Daha henüz onyedimdeyken hayattan bıkkınlık geldi şimdiden
Dökerdik duygularımızı birbirimize eskiden
Allah’ım yine başladım şiir yazmaya ahh yine yeniden
Mısralar dökülüyor kalemimin ucuna, şöyle silkelenirken
...’ dan bana bir şeyler yazmasını bekliyorken
Hüzünlü duygular sarıyor beni, hafif bir rüzgar eserken…

3 Mayıs 2012 Perşembe

Gidişlerine İsim Bulamadım



   Yanı başındakini göremeyecek kadar körsün,görmek istemeyen kalbi bırak,kör olmayan gözlerin utansın…göstermesini bilmeyerek,görmeyi istemeyerek…en çok gidişinle anladım dünyanın varlığı kadar apaçık ortada olan seni.en çok o zaman yandım…daha başka sevdim çölde suya uzanan kırmızı bir kumru kadar gerçekçi ,bir o kadar hayal…

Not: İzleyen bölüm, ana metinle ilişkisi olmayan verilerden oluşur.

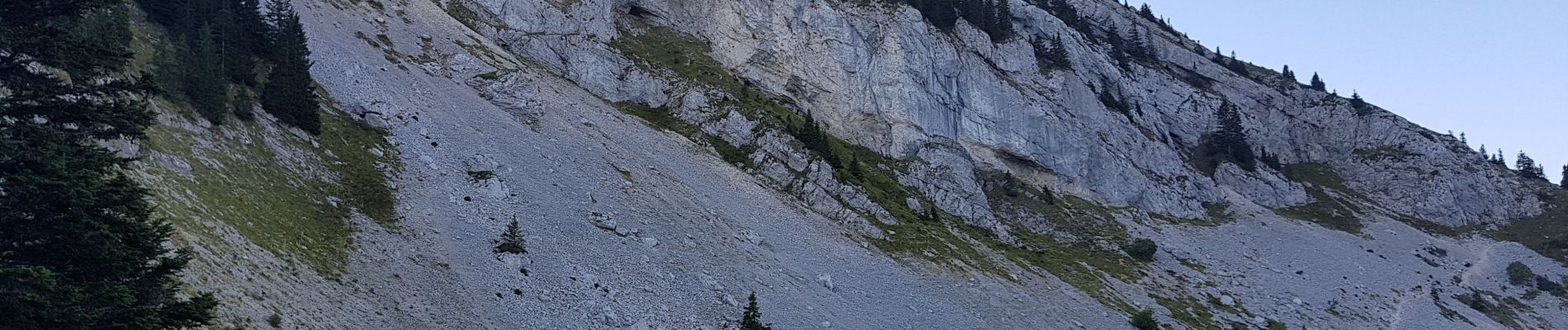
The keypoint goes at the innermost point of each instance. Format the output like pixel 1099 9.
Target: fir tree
pixel 1228 143
pixel 1052 57
pixel 752 318
pixel 204 75
pixel 512 239
pixel 1528 167
pixel 289 92
pixel 80 248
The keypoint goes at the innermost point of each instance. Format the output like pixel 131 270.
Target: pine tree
pixel 1566 177
pixel 512 239
pixel 80 248
pixel 1228 143
pixel 289 92
pixel 752 318
pixel 1528 167
pixel 1056 57
pixel 204 75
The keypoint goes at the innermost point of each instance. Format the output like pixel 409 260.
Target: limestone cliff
pixel 664 160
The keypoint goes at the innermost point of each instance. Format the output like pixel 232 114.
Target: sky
pixel 1496 71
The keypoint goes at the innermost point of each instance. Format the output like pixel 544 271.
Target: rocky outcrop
pixel 653 166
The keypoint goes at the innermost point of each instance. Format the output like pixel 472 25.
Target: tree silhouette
pixel 752 319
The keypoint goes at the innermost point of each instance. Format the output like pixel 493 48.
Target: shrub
pixel 752 319
pixel 1520 274
pixel 512 239
pixel 1145 321
pixel 1141 249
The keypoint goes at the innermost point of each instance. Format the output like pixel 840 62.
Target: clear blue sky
pixel 1496 71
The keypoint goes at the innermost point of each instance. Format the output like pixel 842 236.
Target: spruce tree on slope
pixel 1528 167
pixel 78 244
pixel 289 92
pixel 1228 143
pixel 752 318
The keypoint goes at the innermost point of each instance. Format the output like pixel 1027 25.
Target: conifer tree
pixel 289 92
pixel 752 318
pixel 1228 143
pixel 204 75
pixel 1528 167
pixel 512 239
pixel 78 244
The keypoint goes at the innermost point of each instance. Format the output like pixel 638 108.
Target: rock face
pixel 1008 185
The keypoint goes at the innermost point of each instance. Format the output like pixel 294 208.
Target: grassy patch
pixel 1189 312
pixel 919 233
pixel 1079 263
pixel 362 174
pixel 1330 207
pixel 470 17
pixel 1385 153
pixel 1503 310
pixel 686 57
pixel 278 202
pixel 480 176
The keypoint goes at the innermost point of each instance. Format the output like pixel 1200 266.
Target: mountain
pixel 855 165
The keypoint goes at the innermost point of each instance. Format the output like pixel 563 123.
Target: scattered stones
pixel 604 223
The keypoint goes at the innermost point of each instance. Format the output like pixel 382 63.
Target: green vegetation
pixel 1277 326
pixel 512 239
pixel 220 50
pixel 1528 167
pixel 1330 207
pixel 1141 249
pixel 1226 144
pixel 1144 321
pixel 1503 310
pixel 470 17
pixel 281 209
pixel 1520 274
pixel 1189 312
pixel 480 176
pixel 1385 153
pixel 289 92
pixel 82 248
pixel 1051 57
pixel 752 319
pixel 928 233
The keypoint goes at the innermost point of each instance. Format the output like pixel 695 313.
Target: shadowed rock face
pixel 646 150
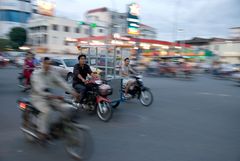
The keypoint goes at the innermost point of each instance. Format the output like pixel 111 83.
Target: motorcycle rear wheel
pixel 104 111
pixel 146 97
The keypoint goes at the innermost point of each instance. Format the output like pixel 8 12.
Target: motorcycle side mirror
pixel 62 66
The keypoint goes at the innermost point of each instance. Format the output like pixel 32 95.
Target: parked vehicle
pixel 96 100
pixel 137 90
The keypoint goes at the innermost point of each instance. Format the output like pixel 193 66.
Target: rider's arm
pixel 76 73
pixel 60 82
pixel 132 71
pixel 124 72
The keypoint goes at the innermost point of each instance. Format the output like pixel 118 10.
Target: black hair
pixel 82 55
pixel 46 58
pixel 126 59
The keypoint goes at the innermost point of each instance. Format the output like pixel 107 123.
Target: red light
pixel 22 105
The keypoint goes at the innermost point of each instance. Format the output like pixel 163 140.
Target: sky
pixel 194 18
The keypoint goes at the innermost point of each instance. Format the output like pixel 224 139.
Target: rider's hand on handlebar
pixel 76 95
pixel 55 97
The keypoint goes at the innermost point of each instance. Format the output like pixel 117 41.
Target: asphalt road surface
pixel 195 120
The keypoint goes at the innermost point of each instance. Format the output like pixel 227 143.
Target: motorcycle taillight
pixel 22 105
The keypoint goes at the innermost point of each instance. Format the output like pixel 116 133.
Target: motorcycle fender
pixel 100 98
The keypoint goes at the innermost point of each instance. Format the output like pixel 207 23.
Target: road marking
pixel 214 94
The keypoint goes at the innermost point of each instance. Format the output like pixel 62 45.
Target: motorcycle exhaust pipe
pixel 29 132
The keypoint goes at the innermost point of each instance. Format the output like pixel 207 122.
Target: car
pixel 65 64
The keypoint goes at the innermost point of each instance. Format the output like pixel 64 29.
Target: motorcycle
pixel 77 138
pixel 95 100
pixel 137 90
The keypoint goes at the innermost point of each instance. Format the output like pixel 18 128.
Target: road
pixel 189 121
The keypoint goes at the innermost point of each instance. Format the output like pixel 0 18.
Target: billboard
pixel 45 8
pixel 133 23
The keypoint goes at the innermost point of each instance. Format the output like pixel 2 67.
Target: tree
pixel 18 35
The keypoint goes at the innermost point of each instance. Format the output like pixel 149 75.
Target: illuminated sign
pixel 45 8
pixel 133 19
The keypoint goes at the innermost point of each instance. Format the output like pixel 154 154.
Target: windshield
pixel 70 62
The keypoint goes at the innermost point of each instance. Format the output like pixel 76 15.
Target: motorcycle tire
pixel 143 100
pixel 105 112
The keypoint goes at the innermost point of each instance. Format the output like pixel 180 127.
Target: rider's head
pixel 82 59
pixel 29 55
pixel 46 64
pixel 126 61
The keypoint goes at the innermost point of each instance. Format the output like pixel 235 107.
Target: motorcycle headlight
pixel 98 82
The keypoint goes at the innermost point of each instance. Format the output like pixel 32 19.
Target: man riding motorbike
pixel 28 68
pixel 127 81
pixel 80 72
pixel 42 81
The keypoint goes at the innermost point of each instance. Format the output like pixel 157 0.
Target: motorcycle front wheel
pixel 79 143
pixel 104 111
pixel 146 97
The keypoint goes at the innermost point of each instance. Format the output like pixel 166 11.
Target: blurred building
pixel 110 22
pixel 200 43
pixel 48 34
pixel 14 13
pixel 227 50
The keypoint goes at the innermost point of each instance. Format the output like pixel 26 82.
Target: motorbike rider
pixel 80 72
pixel 28 68
pixel 127 81
pixel 42 81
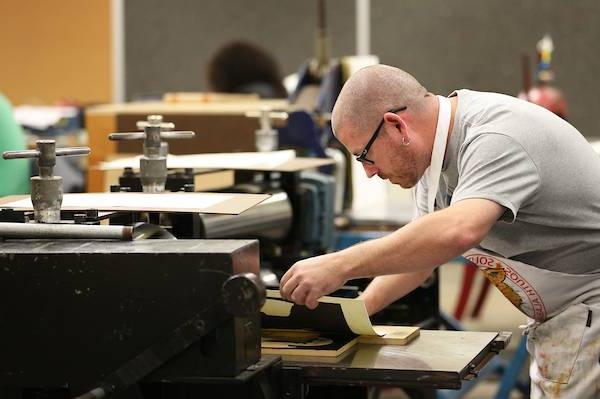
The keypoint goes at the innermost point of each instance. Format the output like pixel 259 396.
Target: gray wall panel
pixel 446 44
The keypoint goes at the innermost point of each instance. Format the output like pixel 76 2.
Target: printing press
pixel 143 302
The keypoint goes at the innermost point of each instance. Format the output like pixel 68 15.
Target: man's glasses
pixel 362 157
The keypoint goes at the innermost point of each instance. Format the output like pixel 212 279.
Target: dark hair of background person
pixel 242 67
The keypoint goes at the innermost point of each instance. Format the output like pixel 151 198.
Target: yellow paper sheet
pixel 353 309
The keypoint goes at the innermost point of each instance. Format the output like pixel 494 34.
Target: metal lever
pixel 46 189
pixel 153 164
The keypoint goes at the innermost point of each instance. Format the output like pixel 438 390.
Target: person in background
pixel 243 67
pixel 504 182
pixel 14 173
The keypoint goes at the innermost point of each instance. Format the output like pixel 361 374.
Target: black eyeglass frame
pixel 362 157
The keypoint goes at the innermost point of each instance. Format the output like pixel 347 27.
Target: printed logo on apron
pixel 510 283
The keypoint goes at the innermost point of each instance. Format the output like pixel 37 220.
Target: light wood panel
pixel 55 50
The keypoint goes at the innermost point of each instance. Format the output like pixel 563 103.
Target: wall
pixel 446 44
pixel 55 49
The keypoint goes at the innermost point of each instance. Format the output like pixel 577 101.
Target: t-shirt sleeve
pixel 496 167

Gidişlerine isim bulamadım.her gidişinde bir parça kopardın bendeki senden.sevmeyi bilemeyişin,sadakat nedir bilemeyişin…isim bulamadım…yabancısın sahi…

Sahi?
  
Bilemeyişindir belki yada vermek istemeyişin.ben miyim sende gördüğün ben? Yoksa göremediğin ben miyim?

Rüzgar uçuruyor masamdaki şiirlerimi.sana ait ne varsa koparıp götürüyor benden en uzaklara…şiirlerimdeki seni alıp götürüyor yalnız.içimdeki sen,hala ilk gün ki gibi taptaze…ne gelse ne girse gönlüme yerleştiğin yer nasılsa? Dolmuyor, değişmiyor, kimse beceremiyor sen kadar olmayı…sen kadar olmayı becerememek değil marifet…bendeki sen olmayı becerememek…

Gidişlerine bir isim ver ey yar. Gidişlerine isim ver de peki tekrar gelişlerine ne demeli?